"Signora, I know no more than I have told you. Yesterday a gentleman (I think he must have been a Frenchman) came hither, announced himself as an architect, and told me that your ladyship had sent him to examine the palace, with a view to refurnishing it with great magnificence."

"Did you take him over the rooms?"

"Of course I did, my lady. He took various notes as he went along, and remained longer in your boudoir than in any room in the palace. He sat down and made a drawing of it, asking me, now and then, a question as to your ladyship's tastes and habits."

"Gracious Heaven!" exclaimed the countess, while a painful blush overspread her face, "has he been here to see my need and hear of my privations?
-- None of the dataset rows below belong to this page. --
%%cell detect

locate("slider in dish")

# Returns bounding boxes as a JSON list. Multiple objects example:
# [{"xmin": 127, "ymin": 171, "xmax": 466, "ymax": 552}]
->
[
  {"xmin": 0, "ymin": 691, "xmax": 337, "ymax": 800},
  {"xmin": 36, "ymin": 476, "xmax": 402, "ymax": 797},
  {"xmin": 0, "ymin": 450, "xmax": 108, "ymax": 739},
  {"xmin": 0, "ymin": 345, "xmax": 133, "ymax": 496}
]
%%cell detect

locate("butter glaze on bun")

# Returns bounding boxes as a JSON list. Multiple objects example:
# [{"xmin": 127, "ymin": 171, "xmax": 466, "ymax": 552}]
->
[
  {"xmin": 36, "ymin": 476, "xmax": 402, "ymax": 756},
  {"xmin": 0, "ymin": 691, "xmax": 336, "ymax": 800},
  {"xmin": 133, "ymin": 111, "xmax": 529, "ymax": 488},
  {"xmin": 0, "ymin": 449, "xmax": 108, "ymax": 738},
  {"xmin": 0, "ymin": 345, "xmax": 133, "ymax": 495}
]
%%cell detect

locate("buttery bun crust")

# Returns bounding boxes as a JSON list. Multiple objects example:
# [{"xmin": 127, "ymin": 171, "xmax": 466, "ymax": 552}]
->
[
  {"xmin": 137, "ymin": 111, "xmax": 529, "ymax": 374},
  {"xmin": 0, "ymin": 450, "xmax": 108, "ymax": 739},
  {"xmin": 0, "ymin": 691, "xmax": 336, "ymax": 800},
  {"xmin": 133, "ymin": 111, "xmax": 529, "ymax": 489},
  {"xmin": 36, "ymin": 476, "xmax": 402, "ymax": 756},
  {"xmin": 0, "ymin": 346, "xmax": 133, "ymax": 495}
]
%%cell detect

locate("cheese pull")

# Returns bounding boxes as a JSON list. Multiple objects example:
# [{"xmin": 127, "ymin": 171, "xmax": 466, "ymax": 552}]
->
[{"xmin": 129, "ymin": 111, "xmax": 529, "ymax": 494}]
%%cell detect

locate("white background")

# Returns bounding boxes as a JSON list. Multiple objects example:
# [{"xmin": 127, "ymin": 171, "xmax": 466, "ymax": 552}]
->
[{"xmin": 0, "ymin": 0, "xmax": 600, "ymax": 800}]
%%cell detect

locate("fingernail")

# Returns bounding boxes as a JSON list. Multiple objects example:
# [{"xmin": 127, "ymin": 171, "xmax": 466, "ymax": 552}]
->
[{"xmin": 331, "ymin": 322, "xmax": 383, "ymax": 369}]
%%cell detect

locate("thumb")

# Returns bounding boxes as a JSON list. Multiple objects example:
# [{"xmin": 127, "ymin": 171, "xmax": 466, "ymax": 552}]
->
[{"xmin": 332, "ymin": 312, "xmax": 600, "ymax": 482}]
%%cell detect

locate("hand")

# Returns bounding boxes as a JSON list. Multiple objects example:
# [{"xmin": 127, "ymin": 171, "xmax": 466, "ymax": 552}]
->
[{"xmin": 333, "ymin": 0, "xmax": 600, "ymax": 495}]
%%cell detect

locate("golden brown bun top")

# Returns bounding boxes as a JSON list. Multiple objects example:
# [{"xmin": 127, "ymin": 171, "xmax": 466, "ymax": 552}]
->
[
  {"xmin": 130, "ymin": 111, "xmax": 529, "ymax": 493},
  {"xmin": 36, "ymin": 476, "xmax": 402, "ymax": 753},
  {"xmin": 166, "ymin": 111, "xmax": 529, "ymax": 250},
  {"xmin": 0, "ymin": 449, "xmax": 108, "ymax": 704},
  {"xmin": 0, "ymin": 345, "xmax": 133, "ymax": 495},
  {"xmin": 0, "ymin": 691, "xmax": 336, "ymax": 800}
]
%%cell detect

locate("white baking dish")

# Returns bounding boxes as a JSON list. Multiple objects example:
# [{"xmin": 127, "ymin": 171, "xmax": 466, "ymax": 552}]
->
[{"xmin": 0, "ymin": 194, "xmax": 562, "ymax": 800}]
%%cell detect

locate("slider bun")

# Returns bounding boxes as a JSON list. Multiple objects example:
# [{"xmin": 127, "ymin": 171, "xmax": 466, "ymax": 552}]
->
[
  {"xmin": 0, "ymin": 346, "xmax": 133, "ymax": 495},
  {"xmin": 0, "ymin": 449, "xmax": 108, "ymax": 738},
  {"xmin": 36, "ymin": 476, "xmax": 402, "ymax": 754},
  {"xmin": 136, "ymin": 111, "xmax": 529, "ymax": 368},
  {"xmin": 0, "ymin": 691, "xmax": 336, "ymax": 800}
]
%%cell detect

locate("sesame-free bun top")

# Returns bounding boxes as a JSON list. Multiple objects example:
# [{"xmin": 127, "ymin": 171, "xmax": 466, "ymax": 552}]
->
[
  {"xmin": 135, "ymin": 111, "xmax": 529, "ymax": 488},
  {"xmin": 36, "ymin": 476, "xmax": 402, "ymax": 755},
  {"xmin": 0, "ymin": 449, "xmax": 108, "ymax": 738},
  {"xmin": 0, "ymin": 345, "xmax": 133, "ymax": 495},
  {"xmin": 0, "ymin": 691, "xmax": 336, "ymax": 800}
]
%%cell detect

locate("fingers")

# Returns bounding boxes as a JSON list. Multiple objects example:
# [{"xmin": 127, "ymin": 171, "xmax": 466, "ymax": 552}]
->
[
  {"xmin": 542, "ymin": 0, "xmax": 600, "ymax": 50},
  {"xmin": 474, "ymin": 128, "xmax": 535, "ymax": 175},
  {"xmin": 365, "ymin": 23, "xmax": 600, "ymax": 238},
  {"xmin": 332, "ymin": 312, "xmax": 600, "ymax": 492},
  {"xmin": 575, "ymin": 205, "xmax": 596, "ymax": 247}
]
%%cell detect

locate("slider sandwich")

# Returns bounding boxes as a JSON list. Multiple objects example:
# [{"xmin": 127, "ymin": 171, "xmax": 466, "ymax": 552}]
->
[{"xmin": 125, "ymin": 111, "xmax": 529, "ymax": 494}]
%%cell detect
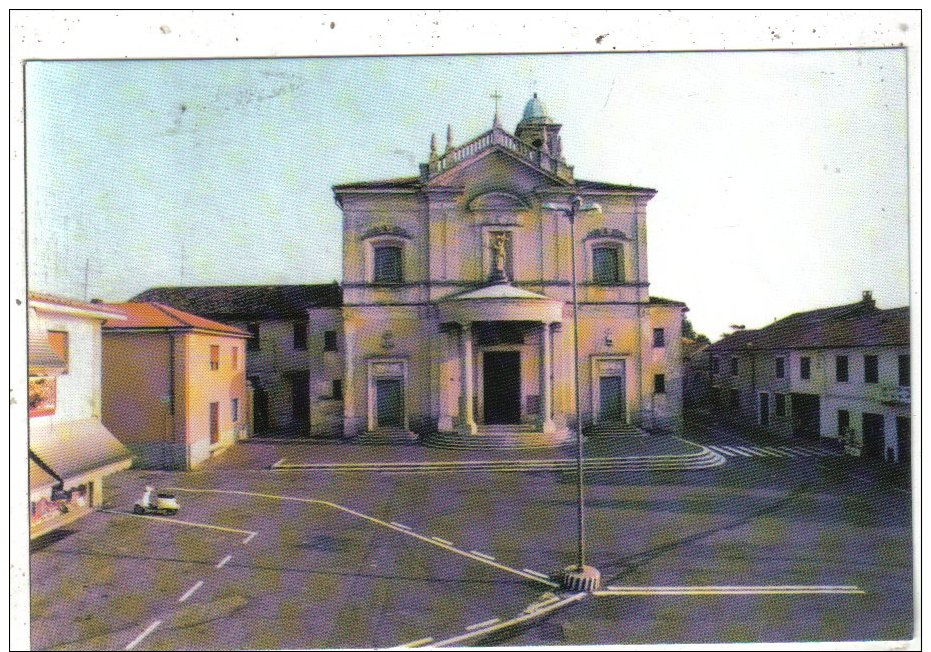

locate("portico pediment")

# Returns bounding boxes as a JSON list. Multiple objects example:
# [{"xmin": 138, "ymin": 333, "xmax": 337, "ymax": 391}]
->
[
  {"xmin": 469, "ymin": 190, "xmax": 530, "ymax": 212},
  {"xmin": 437, "ymin": 283, "xmax": 563, "ymax": 324}
]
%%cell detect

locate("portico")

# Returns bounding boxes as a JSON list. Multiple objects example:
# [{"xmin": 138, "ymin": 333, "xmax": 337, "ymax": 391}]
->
[{"xmin": 438, "ymin": 282, "xmax": 564, "ymax": 435}]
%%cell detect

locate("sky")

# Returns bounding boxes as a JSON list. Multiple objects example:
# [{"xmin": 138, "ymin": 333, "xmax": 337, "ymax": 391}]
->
[{"xmin": 26, "ymin": 49, "xmax": 909, "ymax": 340}]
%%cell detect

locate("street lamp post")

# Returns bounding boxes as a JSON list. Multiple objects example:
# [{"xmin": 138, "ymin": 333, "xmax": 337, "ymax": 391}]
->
[{"xmin": 543, "ymin": 196, "xmax": 601, "ymax": 591}]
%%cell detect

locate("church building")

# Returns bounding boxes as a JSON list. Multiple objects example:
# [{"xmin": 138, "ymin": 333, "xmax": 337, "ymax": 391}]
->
[{"xmin": 316, "ymin": 94, "xmax": 687, "ymax": 447}]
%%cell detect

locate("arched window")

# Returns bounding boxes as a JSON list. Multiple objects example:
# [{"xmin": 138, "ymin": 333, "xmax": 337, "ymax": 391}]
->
[
  {"xmin": 372, "ymin": 244, "xmax": 404, "ymax": 283},
  {"xmin": 592, "ymin": 244, "xmax": 624, "ymax": 285}
]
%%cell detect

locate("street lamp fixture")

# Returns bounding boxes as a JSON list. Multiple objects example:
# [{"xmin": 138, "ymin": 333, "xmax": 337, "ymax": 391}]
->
[{"xmin": 543, "ymin": 195, "xmax": 601, "ymax": 591}]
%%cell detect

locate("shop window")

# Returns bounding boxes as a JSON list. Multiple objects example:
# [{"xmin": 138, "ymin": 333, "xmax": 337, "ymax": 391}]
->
[
  {"xmin": 294, "ymin": 320, "xmax": 307, "ymax": 351},
  {"xmin": 246, "ymin": 324, "xmax": 262, "ymax": 351},
  {"xmin": 48, "ymin": 331, "xmax": 70, "ymax": 374},
  {"xmin": 834, "ymin": 355, "xmax": 850, "ymax": 383},
  {"xmin": 899, "ymin": 355, "xmax": 912, "ymax": 387},
  {"xmin": 863, "ymin": 355, "xmax": 879, "ymax": 384},
  {"xmin": 653, "ymin": 328, "xmax": 666, "ymax": 349},
  {"xmin": 653, "ymin": 374, "xmax": 666, "ymax": 394},
  {"xmin": 774, "ymin": 394, "xmax": 786, "ymax": 417}
]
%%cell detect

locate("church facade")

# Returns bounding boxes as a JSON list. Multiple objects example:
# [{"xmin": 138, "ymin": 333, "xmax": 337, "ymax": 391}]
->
[{"xmin": 316, "ymin": 95, "xmax": 687, "ymax": 446}]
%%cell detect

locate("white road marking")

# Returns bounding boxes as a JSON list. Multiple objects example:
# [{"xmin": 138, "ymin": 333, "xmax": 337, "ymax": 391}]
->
[
  {"xmin": 166, "ymin": 487, "xmax": 559, "ymax": 588},
  {"xmin": 433, "ymin": 593, "xmax": 588, "ymax": 647},
  {"xmin": 97, "ymin": 509, "xmax": 257, "ymax": 535},
  {"xmin": 123, "ymin": 620, "xmax": 162, "ymax": 650},
  {"xmin": 592, "ymin": 585, "xmax": 866, "ymax": 596},
  {"xmin": 398, "ymin": 637, "xmax": 433, "ymax": 648},
  {"xmin": 721, "ymin": 446, "xmax": 753, "ymax": 457},
  {"xmin": 178, "ymin": 580, "xmax": 204, "ymax": 602},
  {"xmin": 523, "ymin": 568, "xmax": 550, "ymax": 580}
]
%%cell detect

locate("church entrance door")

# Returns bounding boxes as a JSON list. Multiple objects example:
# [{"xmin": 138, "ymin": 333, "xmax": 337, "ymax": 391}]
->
[
  {"xmin": 375, "ymin": 378, "xmax": 404, "ymax": 428},
  {"xmin": 482, "ymin": 351, "xmax": 520, "ymax": 424}
]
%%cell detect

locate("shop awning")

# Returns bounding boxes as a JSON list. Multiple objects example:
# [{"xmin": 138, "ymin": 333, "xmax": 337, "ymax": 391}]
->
[
  {"xmin": 29, "ymin": 460, "xmax": 57, "ymax": 494},
  {"xmin": 29, "ymin": 419, "xmax": 132, "ymax": 482},
  {"xmin": 28, "ymin": 328, "xmax": 65, "ymax": 376}
]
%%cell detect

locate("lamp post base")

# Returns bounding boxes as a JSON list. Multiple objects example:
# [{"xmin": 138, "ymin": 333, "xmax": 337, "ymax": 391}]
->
[{"xmin": 561, "ymin": 565, "xmax": 601, "ymax": 592}]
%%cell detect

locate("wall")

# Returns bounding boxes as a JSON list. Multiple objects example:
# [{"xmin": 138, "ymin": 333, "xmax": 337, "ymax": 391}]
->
[
  {"xmin": 32, "ymin": 310, "xmax": 101, "ymax": 422},
  {"xmin": 179, "ymin": 332, "xmax": 249, "ymax": 467},
  {"xmin": 103, "ymin": 331, "xmax": 177, "ymax": 469}
]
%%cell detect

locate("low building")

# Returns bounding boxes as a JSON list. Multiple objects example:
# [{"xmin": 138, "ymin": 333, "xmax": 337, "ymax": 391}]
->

Can he have been the secret giver of all this magnificence?"

As the possibility that the Elector of Bavaria was her unknown benefactor, presented itself to Lucretia's mind, her humiliation grew extreme; for if these gifts were from him, they proved that he held the daughter of the noble house of Strozzi to be a creature that was to be bought with gold, without the poor pretence of one word of love.

"When came he, and what sort of looking man was he?" asked she, frowning.

"He came just after the regatta had begun, signora."

"Then, God be praised, it was not HE!" said Lucretia to herself, "for at that hour, he was with me, in Count Cornaro's gondola."

A faint knock was heard at the door, and the decorateur begged permission to enter. His coming awakened the countess from her reverie, and she hastily bade him come in, "for," said she, "it must be almost one o'clock."

"The clock on the mantel of the drawing-room has just struck eleven, your ladyship," replied the man, who, now that she was richly dressed, recognized the lady of the house.